As far as I can tell none of the suggestions worked, here is what the most promising one looks like:
regex.png


nomatch.png


The result is the same whether the regex has a preceeding / or not.
Is it busted?

All I want to do is only allow user names that have letters and/or numbers and no more than a single space in them.
 
You just write the regex part itself, not the delimiters. So you'd just do:

^[a-z0-9\s]+$
Thanks. Is the \s an issue since it would match not just space but also whitespace like a tab?
It also seems like XF "autocorrects" multiple consecutive spaces into a single space?

Code:
Us    er becomes Us er
This is desired, just confirming that XF actually does that automagically.
 
It also seems like XF "autocorrects" multiple consecutive spaces into a single space?
Correct. You could just use a literal space as well. Technically speaking, that regex doesn't allow just one space in the name (in total), if that's what you were specifically after.

For one space in total, I think you'd have to use this (untested):

^[a-z0-9]+( [a-z0-9]+)?$
 
This seems to work, though perhaps unnecessarily strict since it will match single character user names which most board probably won't allow:

Code:
^[a-z0-9]++(?:\s[a-z0-9]++)?$

What this does is only allow latin letters, numbers, and a single space in the user name. Meaning that users can't have a phase as their user name.

"My Username" will work.
"My awesome Username" will not work since more than one space in name.
 
I was able to register that name using that RegEx on my test board.
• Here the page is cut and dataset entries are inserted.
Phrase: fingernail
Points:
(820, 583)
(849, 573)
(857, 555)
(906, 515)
Are you sure you don't have any other characters within your validation field?
 
^[A-Za-z0-9 -_]+$

^ is an anchor and matches the beginning of the string
[] matches a single character contained within the brackets
+ repeats the previous match one or more times
$ is an anchor and matches the end of the string

So the above expression matches any uppercase or lowercase character from a to z, the digits 0 to 9 as well as space, hyphen and underscore, one or more times.